Biomaterials Engineering, Day 2, 5/2/07
- To find conditions that may yield better gold-binding colonies.
- Room Temp
- Place a 6 mm x 10 mm slide into the top three wells of a six well dish, shiny-side up.
- Add 2 ml Gal Blocking/Binding Buffer to cover the gold slides.
- Place the dish on the rocking shaker set at speed 7 and let it rock there for at least 10 minutes at each temperature.
- The teaching faculty provided 5ml aliquots of each yeast group. Harvest the cells by spinning the tubes in the centrifuge 2000 RPM, 5 minutes.
- Aspirate the media from the cells. You do not have to remove every drop. In fact it’s better to leave a small amount of liquid on the cells rather than risk aspirating away the cells themselves.
- Resuspend the cell pellet in 1 ml of the Gal Blocking/Binding Buffer
- Aspirate the Blocking/Binding Buffer from each of the gold slides and pipet 1.5 ml of fresh Gal Blocking/Binding Buffer.
- Add 1 ml of the cells that you have resuspended into the appropriate well.
- Place the dish on the rocking shaker set at speed 7 for 30 minutes at each temperature.
- After panning for 30 minutes, move the gold slides to the bottom three wells of the six well dish with 2 ml fresh Gal Blocking/Binding Buffer. Use forceps to move the slides, touching only the edges, and wipe the forceps with ethanol between each sample.
- Place the dish on the rocking shaker set at speed 7 for 15 minutes at each temperature.
- Label three Petri dishes that have –trp media. They should be labeled with the name of the sample as well as the date and your initials.
- Use forceps to move the slides one last time into a new six well dish with 2 ml fresh Gal Blocking/Binding Buffer.
- Photograph the surface of the gold slides using the digital camera and the WILD® light microscope.
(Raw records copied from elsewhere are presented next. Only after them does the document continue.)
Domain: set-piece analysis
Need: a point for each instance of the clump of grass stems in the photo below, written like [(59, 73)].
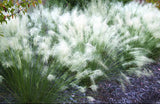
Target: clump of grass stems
[(104, 40)]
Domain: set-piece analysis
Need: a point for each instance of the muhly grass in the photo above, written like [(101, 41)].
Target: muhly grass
[(47, 51)]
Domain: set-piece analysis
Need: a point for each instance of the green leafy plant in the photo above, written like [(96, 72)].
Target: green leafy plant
[(103, 40), (10, 8)]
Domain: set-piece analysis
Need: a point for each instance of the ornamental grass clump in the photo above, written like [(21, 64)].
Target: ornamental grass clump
[(77, 48), (29, 78)]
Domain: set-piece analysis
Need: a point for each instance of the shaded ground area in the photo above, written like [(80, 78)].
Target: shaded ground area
[(144, 90)]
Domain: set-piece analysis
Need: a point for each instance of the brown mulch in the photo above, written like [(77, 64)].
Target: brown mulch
[(144, 90)]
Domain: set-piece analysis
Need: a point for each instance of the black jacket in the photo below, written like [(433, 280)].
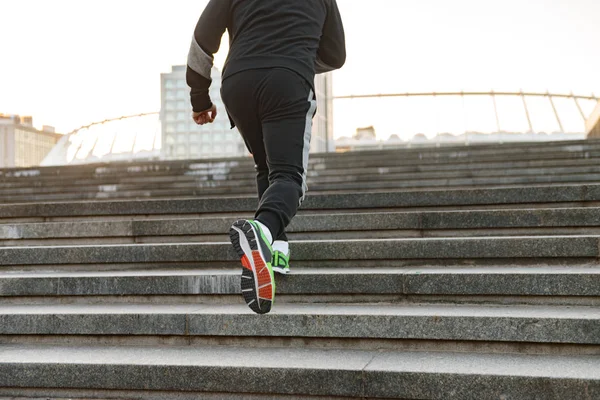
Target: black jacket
[(306, 36)]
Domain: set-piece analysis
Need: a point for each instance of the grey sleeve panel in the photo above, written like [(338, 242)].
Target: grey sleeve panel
[(332, 49), (199, 61), (321, 67)]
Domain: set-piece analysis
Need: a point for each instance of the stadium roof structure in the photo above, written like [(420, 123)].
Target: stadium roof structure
[(128, 138)]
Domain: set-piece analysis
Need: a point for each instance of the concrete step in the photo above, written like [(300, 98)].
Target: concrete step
[(355, 374), (485, 154), (527, 324), (247, 173), (216, 189), (517, 222), (567, 285), (577, 281), (222, 173), (546, 196), (568, 247), (381, 178)]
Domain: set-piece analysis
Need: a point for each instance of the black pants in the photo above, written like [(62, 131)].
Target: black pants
[(273, 110)]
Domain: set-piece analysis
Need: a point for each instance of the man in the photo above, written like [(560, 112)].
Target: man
[(276, 47)]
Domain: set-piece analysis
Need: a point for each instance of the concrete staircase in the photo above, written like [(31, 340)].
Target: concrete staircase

- Move the gold slides to eppendorf tubes that have 500 μl of sterile water. Vortex each for 30 seconds exactly. Plate 100 μl on –trp Petri dishes. Once all your plates have dried, wrap them with your colored tape and place them in the 30°C incubator, media side up.
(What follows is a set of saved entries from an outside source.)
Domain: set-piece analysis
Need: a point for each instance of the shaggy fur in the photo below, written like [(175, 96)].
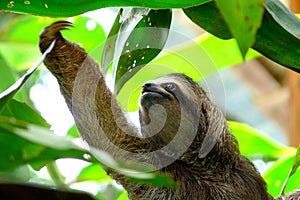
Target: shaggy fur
[(204, 158)]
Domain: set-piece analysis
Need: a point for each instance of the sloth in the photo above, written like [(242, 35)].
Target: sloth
[(182, 134)]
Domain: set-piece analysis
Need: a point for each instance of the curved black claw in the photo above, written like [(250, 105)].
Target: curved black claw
[(51, 33)]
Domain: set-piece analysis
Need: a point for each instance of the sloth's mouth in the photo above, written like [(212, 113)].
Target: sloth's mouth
[(156, 90)]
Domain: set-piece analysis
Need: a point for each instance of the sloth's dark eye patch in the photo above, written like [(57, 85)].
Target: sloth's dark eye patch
[(170, 87)]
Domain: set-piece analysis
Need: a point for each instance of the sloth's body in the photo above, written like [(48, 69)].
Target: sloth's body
[(193, 145)]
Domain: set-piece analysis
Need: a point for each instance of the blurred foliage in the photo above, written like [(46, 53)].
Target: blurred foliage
[(28, 144)]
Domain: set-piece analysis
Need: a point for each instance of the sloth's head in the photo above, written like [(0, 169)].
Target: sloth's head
[(174, 92), (171, 104), (176, 110)]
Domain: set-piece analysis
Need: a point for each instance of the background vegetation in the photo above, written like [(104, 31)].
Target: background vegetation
[(26, 141)]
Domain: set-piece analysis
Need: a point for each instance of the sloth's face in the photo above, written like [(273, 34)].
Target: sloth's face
[(167, 90), (165, 103)]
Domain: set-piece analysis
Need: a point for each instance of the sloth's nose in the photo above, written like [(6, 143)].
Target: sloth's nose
[(148, 85)]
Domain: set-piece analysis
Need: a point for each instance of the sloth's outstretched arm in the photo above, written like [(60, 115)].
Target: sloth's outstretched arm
[(98, 117)]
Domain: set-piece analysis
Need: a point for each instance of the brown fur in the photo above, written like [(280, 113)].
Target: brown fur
[(221, 173)]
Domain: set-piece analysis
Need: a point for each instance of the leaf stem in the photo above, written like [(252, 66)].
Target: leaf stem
[(56, 176)]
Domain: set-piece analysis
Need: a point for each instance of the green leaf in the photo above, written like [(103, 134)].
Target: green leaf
[(20, 111), (137, 173), (296, 161), (8, 94), (197, 59), (296, 164), (255, 143), (34, 191), (276, 175), (33, 145), (141, 38), (277, 38), (58, 8), (110, 43), (209, 17), (73, 132), (7, 75), (157, 180), (243, 19), (93, 172)]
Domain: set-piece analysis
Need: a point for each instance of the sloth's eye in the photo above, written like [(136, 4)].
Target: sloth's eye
[(170, 87)]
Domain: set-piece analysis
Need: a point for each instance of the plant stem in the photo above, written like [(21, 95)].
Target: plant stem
[(55, 175)]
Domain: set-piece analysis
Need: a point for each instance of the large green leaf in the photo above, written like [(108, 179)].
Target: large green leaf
[(255, 143), (141, 38), (8, 94), (110, 43), (199, 59), (58, 8), (34, 145), (276, 176), (243, 19), (277, 38)]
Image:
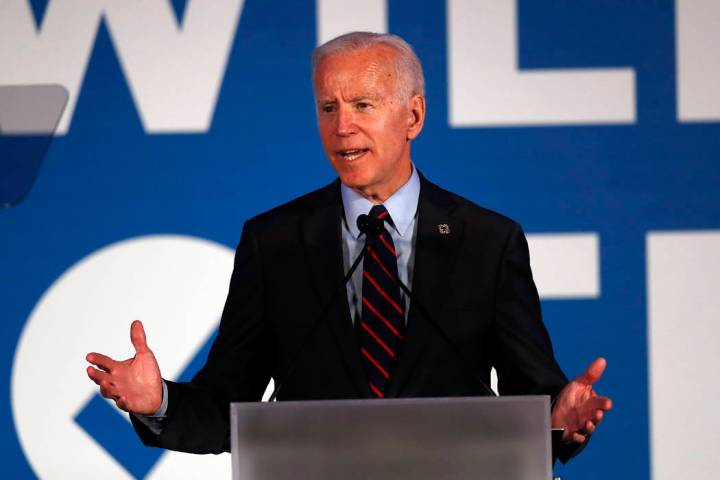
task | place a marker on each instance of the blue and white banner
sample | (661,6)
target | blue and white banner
(595,124)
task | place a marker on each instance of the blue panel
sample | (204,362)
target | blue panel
(108,180)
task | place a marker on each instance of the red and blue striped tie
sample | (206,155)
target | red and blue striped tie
(382,326)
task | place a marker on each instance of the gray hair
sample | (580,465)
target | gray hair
(407,64)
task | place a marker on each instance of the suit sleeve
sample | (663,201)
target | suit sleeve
(238,367)
(523,354)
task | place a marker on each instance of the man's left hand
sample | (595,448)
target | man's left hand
(578,409)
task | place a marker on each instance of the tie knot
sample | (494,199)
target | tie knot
(380,212)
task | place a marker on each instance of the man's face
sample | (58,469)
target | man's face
(365,126)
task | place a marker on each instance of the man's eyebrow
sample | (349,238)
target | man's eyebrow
(360,98)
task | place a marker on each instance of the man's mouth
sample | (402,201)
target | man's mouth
(352,154)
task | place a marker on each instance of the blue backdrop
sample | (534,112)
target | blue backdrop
(108,179)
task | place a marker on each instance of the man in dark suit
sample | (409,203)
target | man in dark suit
(289,315)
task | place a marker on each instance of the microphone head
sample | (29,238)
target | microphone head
(370,226)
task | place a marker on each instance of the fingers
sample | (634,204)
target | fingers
(104,362)
(137,337)
(589,427)
(593,372)
(97,376)
(602,403)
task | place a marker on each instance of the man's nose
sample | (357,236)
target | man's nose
(346,124)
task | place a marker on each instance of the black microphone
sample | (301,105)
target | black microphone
(370,226)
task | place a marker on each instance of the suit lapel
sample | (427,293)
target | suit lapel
(439,236)
(322,237)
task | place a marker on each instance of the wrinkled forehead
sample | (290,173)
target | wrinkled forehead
(358,72)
- You can aspirate any remaining liquid from the 6 well dishes and discard them into the biohaz waste. The eppendorf tubes with your yeast and gold slides can be directly discarded into the biohazardous waste.
- To grow up binding colonies so that we can compare them later.
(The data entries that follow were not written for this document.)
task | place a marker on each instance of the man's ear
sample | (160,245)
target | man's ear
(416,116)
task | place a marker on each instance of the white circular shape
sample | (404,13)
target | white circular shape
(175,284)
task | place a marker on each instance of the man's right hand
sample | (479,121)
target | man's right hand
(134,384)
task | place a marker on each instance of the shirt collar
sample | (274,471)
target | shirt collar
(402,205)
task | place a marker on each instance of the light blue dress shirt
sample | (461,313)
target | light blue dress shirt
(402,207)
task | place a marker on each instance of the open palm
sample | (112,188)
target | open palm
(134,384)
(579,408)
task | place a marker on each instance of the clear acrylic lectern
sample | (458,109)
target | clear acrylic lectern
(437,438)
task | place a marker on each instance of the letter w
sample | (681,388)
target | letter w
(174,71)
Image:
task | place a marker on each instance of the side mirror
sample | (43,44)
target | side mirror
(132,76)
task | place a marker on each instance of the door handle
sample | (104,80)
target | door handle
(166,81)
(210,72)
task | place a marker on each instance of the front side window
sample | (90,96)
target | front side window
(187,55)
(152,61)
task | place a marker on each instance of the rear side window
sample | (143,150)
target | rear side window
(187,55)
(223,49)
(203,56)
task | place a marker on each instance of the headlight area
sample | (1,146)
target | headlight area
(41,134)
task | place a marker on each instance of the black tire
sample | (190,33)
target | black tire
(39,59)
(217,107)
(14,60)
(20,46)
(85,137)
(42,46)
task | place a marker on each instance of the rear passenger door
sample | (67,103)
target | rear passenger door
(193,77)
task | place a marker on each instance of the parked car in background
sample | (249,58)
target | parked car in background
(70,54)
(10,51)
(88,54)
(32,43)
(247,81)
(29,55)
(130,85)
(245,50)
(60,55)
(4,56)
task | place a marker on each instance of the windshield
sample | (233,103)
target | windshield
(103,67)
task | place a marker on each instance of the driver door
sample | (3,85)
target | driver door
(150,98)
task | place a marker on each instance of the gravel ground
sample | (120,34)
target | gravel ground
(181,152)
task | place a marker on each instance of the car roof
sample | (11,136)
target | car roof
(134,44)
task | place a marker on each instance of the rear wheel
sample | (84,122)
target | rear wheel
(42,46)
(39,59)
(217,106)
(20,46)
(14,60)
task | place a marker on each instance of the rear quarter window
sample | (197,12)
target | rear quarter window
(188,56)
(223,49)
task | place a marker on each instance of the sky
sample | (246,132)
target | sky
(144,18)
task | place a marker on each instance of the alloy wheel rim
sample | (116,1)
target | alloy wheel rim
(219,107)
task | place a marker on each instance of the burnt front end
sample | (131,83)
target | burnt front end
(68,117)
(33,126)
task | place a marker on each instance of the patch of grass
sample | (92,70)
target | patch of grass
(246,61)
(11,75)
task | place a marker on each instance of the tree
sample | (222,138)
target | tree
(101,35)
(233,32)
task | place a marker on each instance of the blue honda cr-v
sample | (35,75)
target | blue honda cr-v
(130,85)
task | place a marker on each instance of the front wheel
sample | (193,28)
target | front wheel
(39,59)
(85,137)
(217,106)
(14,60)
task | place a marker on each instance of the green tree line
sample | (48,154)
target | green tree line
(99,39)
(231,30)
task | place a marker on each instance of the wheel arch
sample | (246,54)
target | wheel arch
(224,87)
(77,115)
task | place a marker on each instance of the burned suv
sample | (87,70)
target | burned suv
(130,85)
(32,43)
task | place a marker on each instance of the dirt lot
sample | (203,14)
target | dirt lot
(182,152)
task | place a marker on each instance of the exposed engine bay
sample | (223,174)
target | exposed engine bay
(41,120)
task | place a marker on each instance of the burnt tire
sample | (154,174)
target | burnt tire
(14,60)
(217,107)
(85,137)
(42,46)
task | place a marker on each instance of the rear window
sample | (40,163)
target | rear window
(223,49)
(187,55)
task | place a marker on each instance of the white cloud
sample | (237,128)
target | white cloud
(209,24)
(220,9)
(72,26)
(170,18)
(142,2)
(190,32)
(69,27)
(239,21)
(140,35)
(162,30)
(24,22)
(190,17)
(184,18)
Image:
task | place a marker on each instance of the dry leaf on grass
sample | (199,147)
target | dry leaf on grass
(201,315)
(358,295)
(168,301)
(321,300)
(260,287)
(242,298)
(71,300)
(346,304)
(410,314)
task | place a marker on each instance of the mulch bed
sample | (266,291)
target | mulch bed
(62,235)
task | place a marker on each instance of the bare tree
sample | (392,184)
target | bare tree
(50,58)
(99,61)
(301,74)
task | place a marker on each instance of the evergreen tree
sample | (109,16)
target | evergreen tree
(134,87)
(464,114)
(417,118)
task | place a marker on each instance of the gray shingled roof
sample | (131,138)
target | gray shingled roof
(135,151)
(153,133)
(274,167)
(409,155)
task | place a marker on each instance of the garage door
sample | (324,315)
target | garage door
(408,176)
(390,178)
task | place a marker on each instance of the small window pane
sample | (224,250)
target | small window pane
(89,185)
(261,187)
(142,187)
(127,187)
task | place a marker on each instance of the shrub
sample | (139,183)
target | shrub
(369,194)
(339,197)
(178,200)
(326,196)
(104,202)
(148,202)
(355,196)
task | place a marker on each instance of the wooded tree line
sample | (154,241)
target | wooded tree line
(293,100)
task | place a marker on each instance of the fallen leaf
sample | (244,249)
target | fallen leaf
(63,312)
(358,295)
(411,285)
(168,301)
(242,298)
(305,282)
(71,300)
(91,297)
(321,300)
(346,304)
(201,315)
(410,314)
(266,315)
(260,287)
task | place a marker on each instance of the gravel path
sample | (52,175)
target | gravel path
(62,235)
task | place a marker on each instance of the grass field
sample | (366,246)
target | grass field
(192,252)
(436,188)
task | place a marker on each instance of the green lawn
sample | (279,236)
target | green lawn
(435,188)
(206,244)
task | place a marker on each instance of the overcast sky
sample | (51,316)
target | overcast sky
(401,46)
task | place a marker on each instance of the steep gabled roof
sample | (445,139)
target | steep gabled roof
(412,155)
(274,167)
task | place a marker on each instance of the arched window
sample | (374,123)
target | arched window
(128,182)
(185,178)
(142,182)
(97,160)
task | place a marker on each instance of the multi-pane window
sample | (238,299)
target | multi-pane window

- Put 2.5 ml Glucose media in 4 tubes labeled A, B, C, & D.
- Put 5 ml Galactose media in 4 tubes labeled A, B, C, & D.
- Pick 4 colonies from the library plate (label them on the plate) and use a sterile dowel to move some of the colonies to it appropriate Glucose tube.
- Put the glucose tube in the rotor and give the galactose tubes to the faculty.
Today was a preparation for Friday. We picked colonies that will be ready by then, and also tried new protocols to make the screening process better.